This is a teaser for my upcoming talk at 360|Flex San Jose. I will be talking about how to improve your programming by reading the Flex source code. You should come to the conference (even if you aren't interested in my talk). There are lots of other great speakers.
Choosing a base class for your Flex component involves understanding the base classes that Flash provides. The primary classes in Flash that you should recognize are Sprite, Shape, and TextField. These classes are by far the most common in Flex code and you need to know what capabilities and limitations they have.
Sprite is a powerful, all-around handy class. Sprite is designed to support all of the basic operations that you need when building a UI. You can draw custom graphics into it using the Flash drawing API, you can add child components to it, and it responds to user interaction. Each of these capabilities comes from a different parent class. Its inheritance path is Sprite < DisplayObjectContainer < InteractiveObject < DisplayObject. DisplayObject is the parent of all visible objects in Flash that can appear on the Stage. InteractiveObject adds support for keyboard and mouse interaction; DisplayObjectContainer adds support for child DisplayObjects, and the drawing API is added in Sprite. The most important Flex class that subclasses Sprite is UIComponent, and all "top-level" Flex components subclass it.
As powerful as Sprite is, it does not have support for rendering text directly. This is the domain of the TextField class. TextField has a short hierarchy: TextField < InteractiveObject < DisplayObject; therefore it supports rendering and interactivity. The TextField class itself adds support for the display and styling of text.
For a Sprite to have text, you must create an instance of TextField and add it as a child to the Sprite. Similarly, if you want to combine graphics with a TextField you will need a Sprite for drawing them or for parenting other assets such as an image. TextFields are used in Flex primarily through the UITextField class which used by Label, TextArea, Button and others to render text in Flex.
The Shape class is a minimal class that supports the same drawing API as Sprite but omits interactivity and child functionality. Shape inherits directly from DisplayObject. The Shape class carries less of a memory and performance burden for your system since it has no children and ignores interactivity. This means that the Shape class is ideal when you just need to draw a pretty picture. In Flex, the ProgrammaticSkin class is a child of Shape. This allows the skin have less overhead but also limits its functionality.

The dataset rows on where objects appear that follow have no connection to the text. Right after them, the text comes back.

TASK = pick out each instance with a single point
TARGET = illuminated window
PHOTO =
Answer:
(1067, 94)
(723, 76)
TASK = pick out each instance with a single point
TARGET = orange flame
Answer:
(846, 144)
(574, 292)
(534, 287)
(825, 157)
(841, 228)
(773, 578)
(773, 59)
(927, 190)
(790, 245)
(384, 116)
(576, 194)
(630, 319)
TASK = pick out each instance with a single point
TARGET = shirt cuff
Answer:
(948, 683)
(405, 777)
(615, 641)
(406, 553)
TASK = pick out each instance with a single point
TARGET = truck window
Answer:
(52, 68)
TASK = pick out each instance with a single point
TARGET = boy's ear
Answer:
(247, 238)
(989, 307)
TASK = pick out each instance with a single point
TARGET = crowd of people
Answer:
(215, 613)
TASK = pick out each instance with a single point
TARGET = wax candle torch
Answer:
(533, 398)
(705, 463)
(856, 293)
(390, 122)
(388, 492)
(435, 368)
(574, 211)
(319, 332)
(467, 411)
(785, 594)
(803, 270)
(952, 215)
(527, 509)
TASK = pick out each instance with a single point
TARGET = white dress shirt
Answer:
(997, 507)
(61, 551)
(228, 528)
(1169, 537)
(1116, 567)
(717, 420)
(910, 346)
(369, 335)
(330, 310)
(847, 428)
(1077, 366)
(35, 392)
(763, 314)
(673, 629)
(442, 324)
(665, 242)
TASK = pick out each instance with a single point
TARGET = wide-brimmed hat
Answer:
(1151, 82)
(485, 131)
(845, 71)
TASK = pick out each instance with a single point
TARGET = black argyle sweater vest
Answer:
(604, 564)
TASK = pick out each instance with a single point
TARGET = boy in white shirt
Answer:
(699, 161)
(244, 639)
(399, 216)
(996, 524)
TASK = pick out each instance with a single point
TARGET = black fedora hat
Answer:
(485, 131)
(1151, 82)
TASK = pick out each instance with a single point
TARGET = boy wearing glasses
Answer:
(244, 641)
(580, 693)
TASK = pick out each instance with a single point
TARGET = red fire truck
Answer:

There are many other Flash classes, but these three are really the core of the player and are used extensively in Flex. It is tempting to assume that your components always extend UIComponent and therefore have the flexibility of a Sprite, however sometimes this is not the case. Confusion often arises from the DataGridItemRenderer and the AdvancedDataGridItemRenderer, which both subclass TextField and therefore do not support child components or the drawing API. The other common confusion is that ProgrammaticSkin extends Shape and therefore does not support user interaction or children. In both of these cases, you can create your own substitute class which extends UIComponent, if you need the functionality and are willing to accept the additional performance cost.